Une enquête du Pew Research Center a classé l’Italie deuxième sur 10 pays européens en ce qui concerne les préjugés contre les musulmans. Il ressort de l’enquête que 69 % de la population a une vision négative des musulmans.13 Un rapport de la Commission européenne contre le racisme et l’intolérance (ECRI) a également observé des préjugés anti-musulmans persistants au sein de la société italienne.14

Il est difficile d’évaluer si cette partialité est due à des motifs religieux ou si elle est liée à un sentiment anti-immigré en général, vu que les immigrés sont perçus comme étant la plupart du temps musulmans. Les musulmans sont également assimilés aux terroristes islamiques et sont considérés comme potentiellement dangereux. Cela a également été remarqué par la Commission Jo Cox, commission du Parlement italien sur la haine, l’intolérance, la xénophobie et le racisme.15 Le rapport final de la Commission a confirmé les niveaux élevés de préjugés et de désinformation en Italie, avec des formes généralisées d’intolérance religieuse et de discrimination. Selon le rapport, 40 % des Italiens estiment que les migrants non-chrétiens représentent une menace pour la société italienne, tandis que 26,9 % s’opposent à la construction de bâtiments pour les religions non-chrétiennes, et 41,1 % s’opposent à la construction de mosquées.16

Un phénomène que l’Italie devra certainement traiter dans un proche avenir est le risque de radicalisation des détenus musulmans. Dans son 14ème rapport sur les conditions de détention en Italie, l’Association Antigone pour les droits des détenus a noté que le nombre de détenus à risque de radicalisation avait augmenté de 72 % en 2017.17

En juin 2016, la communauté juive italienne a salué comme un succès l’approbation de la loi 115 qui criminalise la négation de la Shoah.
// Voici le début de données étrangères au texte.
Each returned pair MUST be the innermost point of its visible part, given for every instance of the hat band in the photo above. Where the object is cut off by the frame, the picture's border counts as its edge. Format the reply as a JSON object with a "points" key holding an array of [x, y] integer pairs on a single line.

Selon l’Observatoire sur l’antisémitisme, il y a eu au moins 215 cas d’antisémitisme en Italie au cours des deux dernières années. La plupart d’entre eux étaient des attaques antisémites en ligne, dont un commentaire déposé sur Facebook par un maire d’Italie du Nord qui insultait le peuple juif lors de la Journée internationale dédiée à la mémoire des victimes de l’Holocauste,18 et les commentaires antisémites d’un sénateur du parti politique « Mouvement cinq étoiles ».19

En octobre 2017, les fans de l’équipe de football du Lazio ont posé des autocollants d’Anne Frank sur le maillot de l’équipe rivale, l’AS Roma, avec des slogans du genre « les fans de l’AS Roma sont juifs ».20 Plusieurs cas de vandalisme ont également été signalés, comme la destruction de la plaque commémorative de l’Holocauste à Arezzo en janvier 201821, et le vol de deux « Stolpersteine22 » à Collegno23 et à Venise.24

[greybox]Perspectives pour la liberté religieuse[/greybox]

L’immigration et le droit européen contraignent le gouvernement italien à faire face à la croissance de communautés religieuses non-chrétiennes et surtout de l’islam, dont le nombre de fidèles sera en croissance constante jusqu’à atteindre 8,3 % de la population en 205025 selon une étude du Pew Research Center.  À cet égard, la signature du « traité national pour un islam italien » est une étape positive, qui indique clairement que le gouvernement est en train de créer les structures nécessaires pour promouvoir et protéger la liberté de religion.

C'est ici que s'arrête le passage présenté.